Yes, I’ve tried to avoid simply writing another page in the « history of mentalities », however I haven’t gone so far as to analyse colonial novels in terms of pure literature, since most aren’t worthy of that kind of treatment. In fact I’m interested in bringing to light the texts’ influence on the structure of colonial relationship in terms of power, desire and repulsion. « Exotic » and colonial writers initially had what is commonly called « great literature » as their model. They started with the incredibly rich but worn heritage of realism and naturalism. I wanted to see to what extent they had succeeded in adapting this heritage for a new subject, and also how much this heritage had dictated what it was possible to write, and therefore see. It is my opinion that these novels are a symptom of the colonial relationship itself and the way people wrote both reflected and contributed to forming the way people thought.
In your essay, you demonstrate that the exotic woman held a vital and often ambiguous role in colonial literature, and the colonial relationship in general. Why, in your opinion, have researchers « marginalized » this aspect of colonial literature for so long?
In this literature, the exotic woman is effectively seen as a synecdoche for the foreign country itself, a virgin land into which the explorer penetrates, or an under-exploited earth, either oppressed or hard-suffering, that the coloniser must protect, discipline and fertilise. This aspect of colonial literature isn’t entirely neglected already in 1931, Pujarniscle’s study focussed on women, and more recently, a number of studies have broached certain aspects of the female character. Of course, in my case, Gender Studies have also influenced my approach. However, I think the role of the colonised woman with respect to the fundamental issue of the viability of the colonial system has been somewhat less studied. These novelists write as if colonialism was going to continue for the foreseeable future, however there are few who have clearly thought about the options available (they are not infinite) genocide, apartheid or a general mixing of races. If the last option takes over, the « exotic » woman represents not only a point of entry enabling the colonial to understand the culture and sometimes the language of the colonised, but also potentially representing the way of the future, the basis for a sustainable colonisation. It is this vital but often ignored aspect of métissage, or racial blending, that I discuss in the final chapter of my book.
The question of the relationship between colonial literature and so-called post-colonial literature is currently at the heart of academic debate. This makes me think of Jonoz Riesz, Mohamadou Kane and Pierre Halen.
The vast majority of novels I studied for Clichés fall into the category of « colonial » literature. Their colonial (or simply conservative) ideology is too important for us to read them as the subversive texts that preceded to some extent French post-colonial literature. However, a few authors had a more complex project in mind, which would parallel to some extent Victor Segalen’s writing of the same period. There are also other works many of which date from the period preceding the hey-day of colonial ideology under the third French republic – in which a more ambiguous, subtler relationship with the Other can be observed, but I would rather not go into too much detail about this now since I’m currently working on it.
Can we read the numerous failed exotic romances that you describe as a metaphor for the colonial relationship?

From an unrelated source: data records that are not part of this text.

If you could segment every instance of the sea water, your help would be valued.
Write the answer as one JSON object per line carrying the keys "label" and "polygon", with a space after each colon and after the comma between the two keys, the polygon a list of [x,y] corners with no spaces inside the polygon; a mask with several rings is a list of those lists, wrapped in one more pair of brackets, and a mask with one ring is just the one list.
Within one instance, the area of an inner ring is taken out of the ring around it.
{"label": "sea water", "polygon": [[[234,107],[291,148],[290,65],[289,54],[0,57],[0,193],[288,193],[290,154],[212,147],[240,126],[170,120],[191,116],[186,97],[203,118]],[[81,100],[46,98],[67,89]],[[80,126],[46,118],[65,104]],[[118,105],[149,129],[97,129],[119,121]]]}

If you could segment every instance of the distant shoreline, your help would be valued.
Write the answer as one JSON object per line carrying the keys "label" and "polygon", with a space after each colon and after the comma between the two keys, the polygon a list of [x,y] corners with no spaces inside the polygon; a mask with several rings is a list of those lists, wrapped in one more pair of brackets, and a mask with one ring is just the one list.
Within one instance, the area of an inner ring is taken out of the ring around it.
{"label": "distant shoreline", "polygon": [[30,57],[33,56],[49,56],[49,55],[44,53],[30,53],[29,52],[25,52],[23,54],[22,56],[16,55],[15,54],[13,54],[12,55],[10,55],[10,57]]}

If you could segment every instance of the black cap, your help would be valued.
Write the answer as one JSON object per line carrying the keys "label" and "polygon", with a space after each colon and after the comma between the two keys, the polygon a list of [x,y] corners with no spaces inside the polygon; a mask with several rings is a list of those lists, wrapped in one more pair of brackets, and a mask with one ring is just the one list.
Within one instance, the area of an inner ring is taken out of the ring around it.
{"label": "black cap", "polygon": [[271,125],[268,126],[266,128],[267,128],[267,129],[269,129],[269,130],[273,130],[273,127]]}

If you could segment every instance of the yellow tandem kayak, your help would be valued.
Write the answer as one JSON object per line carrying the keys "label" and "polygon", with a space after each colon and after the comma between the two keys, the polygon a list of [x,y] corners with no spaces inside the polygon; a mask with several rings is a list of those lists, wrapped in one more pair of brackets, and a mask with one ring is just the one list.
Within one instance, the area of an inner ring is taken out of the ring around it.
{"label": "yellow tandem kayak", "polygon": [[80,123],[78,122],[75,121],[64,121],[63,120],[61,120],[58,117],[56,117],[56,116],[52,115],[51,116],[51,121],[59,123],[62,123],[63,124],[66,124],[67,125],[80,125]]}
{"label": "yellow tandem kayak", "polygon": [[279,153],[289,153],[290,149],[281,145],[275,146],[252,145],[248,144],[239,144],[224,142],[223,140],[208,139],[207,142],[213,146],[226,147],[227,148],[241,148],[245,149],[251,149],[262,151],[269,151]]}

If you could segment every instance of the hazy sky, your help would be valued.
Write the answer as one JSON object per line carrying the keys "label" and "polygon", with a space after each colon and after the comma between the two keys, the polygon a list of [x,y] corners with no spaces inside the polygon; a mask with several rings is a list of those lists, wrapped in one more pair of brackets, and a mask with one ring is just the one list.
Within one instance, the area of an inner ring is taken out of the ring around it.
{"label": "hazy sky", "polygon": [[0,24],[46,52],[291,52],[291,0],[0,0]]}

That’s exactly what I wanted to demonstrate in the final chapter on métissage. The authors’ inability to conceive of a viable future for their characters is remarkable, so much so that it makes you wonder why the lack of literary imagination hadn’t served as a warning at the time. So many novels (even those that praise imperialism, in principle) close with the idea that the relationship between the coloniser and the colonised is essentially false and doomed to failure, that we are led to think that this pessimism was brought about by something fundamental in the imaginary of the French people of the time. It is hardly surprising that so few French colons settled permanently in the colonies and that France never really found her own Kipling.
Of late, much colonial literature and travel diaries are being re-edited in France. There is also a resurgence of research into this literature. What do think the reason for this is?

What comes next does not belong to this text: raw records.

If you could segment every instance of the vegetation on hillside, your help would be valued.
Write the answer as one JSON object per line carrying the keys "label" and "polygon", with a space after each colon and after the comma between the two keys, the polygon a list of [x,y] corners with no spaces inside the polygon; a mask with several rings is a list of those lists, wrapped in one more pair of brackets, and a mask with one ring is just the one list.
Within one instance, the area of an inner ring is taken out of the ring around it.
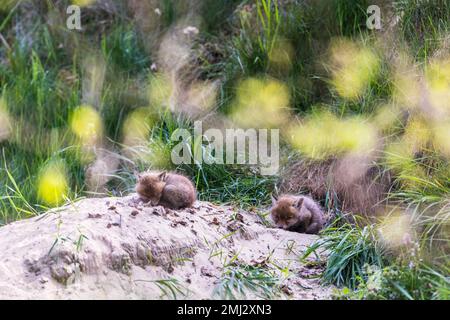
{"label": "vegetation on hillside", "polygon": [[[337,297],[448,299],[450,1],[373,2],[381,30],[367,29],[365,0],[2,1],[0,225],[129,193],[148,168],[263,215],[289,177],[174,165],[171,137],[195,120],[279,128],[283,168],[347,163],[318,199],[336,219],[307,254],[330,251],[323,279]],[[80,31],[66,26],[70,4]],[[206,140],[185,143],[213,157]],[[385,201],[349,219],[362,212],[336,190],[373,168],[391,176]],[[255,279],[270,282],[263,293],[275,281]]]}

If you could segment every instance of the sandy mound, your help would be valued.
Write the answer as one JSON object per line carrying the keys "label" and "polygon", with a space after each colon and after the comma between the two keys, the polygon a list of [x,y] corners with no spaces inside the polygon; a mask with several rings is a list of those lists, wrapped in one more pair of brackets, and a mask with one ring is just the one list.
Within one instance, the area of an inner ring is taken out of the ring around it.
{"label": "sandy mound", "polygon": [[327,298],[298,259],[315,239],[206,202],[173,211],[135,195],[85,199],[0,228],[0,299],[221,298],[227,271],[245,268],[279,279],[273,298]]}

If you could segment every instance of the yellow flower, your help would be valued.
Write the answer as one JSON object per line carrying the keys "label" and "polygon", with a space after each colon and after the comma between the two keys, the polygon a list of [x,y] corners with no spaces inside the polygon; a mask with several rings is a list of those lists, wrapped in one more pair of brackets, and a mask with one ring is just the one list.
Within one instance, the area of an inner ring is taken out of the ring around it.
{"label": "yellow flower", "polygon": [[64,202],[69,192],[66,168],[62,162],[52,162],[41,171],[38,180],[38,197],[50,206]]}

I think that we’re living in a time when it is becoming easier for certain countries to face up to the less positive aspects of their own history, whence the apologies issued by so many world leaders and the Pope. It would appear that this trend has not been picked up by the United States, where neither the President nor the ordinary-man-in-the-street seems to understand how their foreign policy can have found so much disfavour with certain Arab states. In other countries, this movement may partially explain why there is a revival of interest in the colonial period. I would, however, make a distinction between academic study of colonial literature and re-editions of this literature. The former have the duty of not hiding the worst aspects of the literature of the past, and trying to understand how fiction also played its part in the systems of domination. On the other hand, the re-editions offer the public selected texts from among the numerous forgotten texts. They will have been chosen for either their literary value, or simply because of their critical view of the colonial system. These re-edited texts show a society and a system of representation of the other that have not entirely disappeared, since they’re still present within the post-colonial world structure. I’m actually on the verge of having a new edition of selected short stories by Pierre Mille published. He was famous at the beginning of the 20th Century because of his cynical point of view and disrespect for the institutions of colonial France. While he wasn’t exactly an anti-colonialist, I believe that some of his works nevertheless speak out against a hypocritical and absurd system, traces of which are still visible today.
How do you explain the fact that this supposedly « scientific » literature, managed to produce so many clichés about the Other?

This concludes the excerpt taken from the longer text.